Andrew settled in San Francisco and saw at first hand how HIV-Aids was sweeping through the gay community. “People were still dying,” he said.

He became the main carer to a friend. “It was a very traumatic experience to see a young person dying in front of you and know you can’t do anything about it. You can’t help feeling love for somebody who’s so sick.

“Eventually he collapsed and was taken into hospital. I had to come over to England and had a phone call from his mother to say that he had died. By the time I got back, she’d had him cremated and his ashes scattered, so there was no closure.”

Andrew, who suffered symptoms of post traumatic stress disorder after his friend’s death, became involved in voluntary fundraising.
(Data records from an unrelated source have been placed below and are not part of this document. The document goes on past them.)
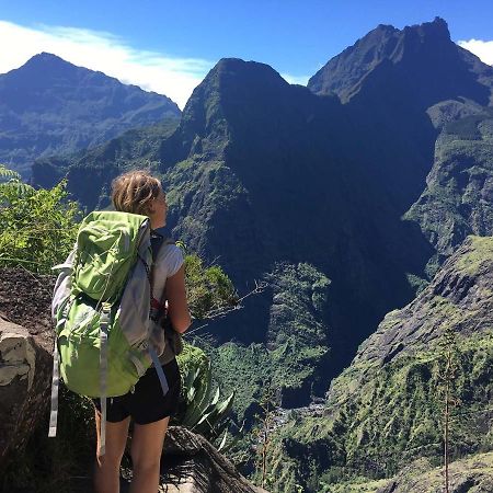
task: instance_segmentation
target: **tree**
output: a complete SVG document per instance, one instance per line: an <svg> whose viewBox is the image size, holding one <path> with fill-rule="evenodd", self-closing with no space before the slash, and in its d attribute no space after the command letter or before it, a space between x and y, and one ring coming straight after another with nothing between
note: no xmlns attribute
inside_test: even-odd
<svg viewBox="0 0 493 493"><path fill-rule="evenodd" d="M70 252L80 211L66 183L34 190L0 165L0 266L46 274Z"/></svg>

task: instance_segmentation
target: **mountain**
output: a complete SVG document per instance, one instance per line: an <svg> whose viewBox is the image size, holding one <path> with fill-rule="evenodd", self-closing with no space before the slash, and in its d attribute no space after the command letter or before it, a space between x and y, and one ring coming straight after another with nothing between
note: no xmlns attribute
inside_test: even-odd
<svg viewBox="0 0 493 493"><path fill-rule="evenodd" d="M386 48L390 38L397 51ZM34 167L43 184L67 173L91 209L107 205L113 176L150 162L169 191L170 232L217 260L240 293L267 282L243 310L207 329L218 375L242 387L243 409L252 381L253 393L274 381L286 406L323 394L385 314L426 286L437 243L424 215L406 213L426 190L437 138L488 108L491 68L455 45L444 21L380 26L364 39L339 56L347 70L337 88L357 87L347 98L313 82L289 85L264 64L222 59L176 129L154 133L151 147L140 150L150 141L142 130L125 145L115 139ZM375 64L362 61L365 53L379 54ZM481 197L471 195L470 207Z"/></svg>
<svg viewBox="0 0 493 493"><path fill-rule="evenodd" d="M436 250L432 271L468 234L493 234L493 107L468 113L444 126L426 187L405 215Z"/></svg>
<svg viewBox="0 0 493 493"><path fill-rule="evenodd" d="M398 87L423 108L459 95L488 105L492 82L493 69L452 43L447 23L436 18L402 31L379 25L332 58L308 88L347 102L371 85Z"/></svg>
<svg viewBox="0 0 493 493"><path fill-rule="evenodd" d="M180 113L167 96L42 53L0 76L0 162L28 175L38 157L92 147Z"/></svg>
<svg viewBox="0 0 493 493"><path fill-rule="evenodd" d="M362 344L322 412L282 428L272 449L272 473L284 478L276 491L294 482L320 491L319 481L352 474L388 478L420 457L439 465L446 386L450 457L491 450L492 289L493 238L468 237L420 296Z"/></svg>

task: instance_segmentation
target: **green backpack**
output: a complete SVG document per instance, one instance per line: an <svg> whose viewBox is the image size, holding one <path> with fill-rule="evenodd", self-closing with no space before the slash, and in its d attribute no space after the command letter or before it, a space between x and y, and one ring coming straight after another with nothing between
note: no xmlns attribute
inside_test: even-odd
<svg viewBox="0 0 493 493"><path fill-rule="evenodd" d="M48 436L56 435L59 376L73 392L101 399L101 455L106 398L131 390L152 363L167 393L158 356L165 337L152 296L153 252L148 217L94 211L81 222L67 261L54 267L61 272L51 303L56 342Z"/></svg>

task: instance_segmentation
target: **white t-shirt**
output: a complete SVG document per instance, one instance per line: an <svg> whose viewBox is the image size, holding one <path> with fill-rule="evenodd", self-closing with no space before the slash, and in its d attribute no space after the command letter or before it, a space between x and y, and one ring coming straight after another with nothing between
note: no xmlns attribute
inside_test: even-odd
<svg viewBox="0 0 493 493"><path fill-rule="evenodd" d="M174 276L183 265L183 253L175 244L163 244L154 262L153 286L154 297L161 300L168 277Z"/></svg>
<svg viewBox="0 0 493 493"><path fill-rule="evenodd" d="M174 276L183 265L183 253L175 244L163 244L158 252L153 267L152 291L154 297L162 301L162 295L168 277ZM176 335L180 337L179 335ZM162 365L170 363L174 358L174 352L170 341L164 346L164 352L159 356Z"/></svg>

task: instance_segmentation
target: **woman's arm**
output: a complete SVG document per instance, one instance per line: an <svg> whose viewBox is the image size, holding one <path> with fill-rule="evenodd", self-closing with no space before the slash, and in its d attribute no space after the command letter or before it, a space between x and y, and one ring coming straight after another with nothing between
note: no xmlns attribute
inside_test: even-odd
<svg viewBox="0 0 493 493"><path fill-rule="evenodd" d="M192 323L188 303L186 302L185 267L183 265L176 274L168 277L165 290L168 298L168 316L171 325L176 332L183 334Z"/></svg>

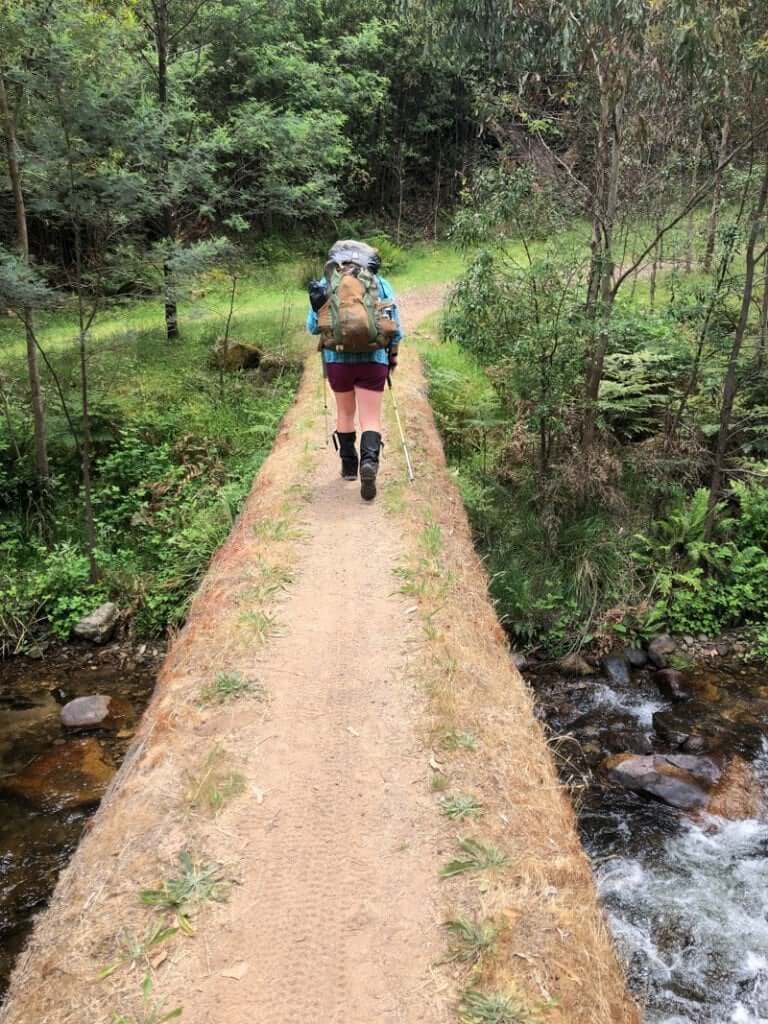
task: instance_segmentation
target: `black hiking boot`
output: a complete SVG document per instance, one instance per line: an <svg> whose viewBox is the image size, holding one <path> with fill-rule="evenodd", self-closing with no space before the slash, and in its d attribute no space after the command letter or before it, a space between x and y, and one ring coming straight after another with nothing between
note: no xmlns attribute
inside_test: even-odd
<svg viewBox="0 0 768 1024"><path fill-rule="evenodd" d="M357 479L357 449L354 446L356 437L354 430L344 434L337 430L334 434L334 444L341 456L342 480Z"/></svg>
<svg viewBox="0 0 768 1024"><path fill-rule="evenodd" d="M381 434L364 430L360 434L360 498L372 502L376 498L376 474L379 472Z"/></svg>

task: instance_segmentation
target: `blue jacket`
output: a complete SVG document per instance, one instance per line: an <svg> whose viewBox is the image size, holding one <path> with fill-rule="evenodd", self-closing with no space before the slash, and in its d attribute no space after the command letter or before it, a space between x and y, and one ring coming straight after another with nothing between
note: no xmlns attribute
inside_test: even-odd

By the mid-1990s, most of his HIV positive friends in the UK had died, but Andrew was lucky. In San Francisco, he spotted a newspaper ad for the Haight Ashbury Free Clinic, funded from the proceeds of rock concerts by the likes of Grateful Dead and Led Zeppelin.

Andrew was accepted as a patient. “I got the very first of the combination therapies when they were still on trial.

“The drugs made me feel pretty toxic but I knew they were doing something. They would have cost $30,000 a year, yet thanks to the charity, I was getting them free.”

Despite being told he will probably die of old age, Andrew says of his HIV: “I wouldn’t wish it on anybody.

“Yes, it’s controllable, but you have to be absolutely precise about taking medications at the right time and in the right combination.”

Andrew came back to England in 1999, and settled in Bournemouth. Inspired by a memorial he had seen in California, he spotted a drab-looking wall under the Pier Approach flyover and decided it was the ideal spot for something similar.

He formed the Dorset Aids Memorial Education Trust in 2005 and set about raising funds.

Professional artist Ben Trill was appointed to work with secondary school pupils, who were each given the first name of a Dorset Aids victim to inspire them.

“Even before it opens our memorial has stimulated discussion about Aids among thousands of people. The idea is that people can walk down there and pay their respects,” said Andrew.

“It will be a very proud moment when I see the wall. It’s taken five years to get to this stage. If I had known how much work would be involved, I would probably never have done it, but I’m glad I did.”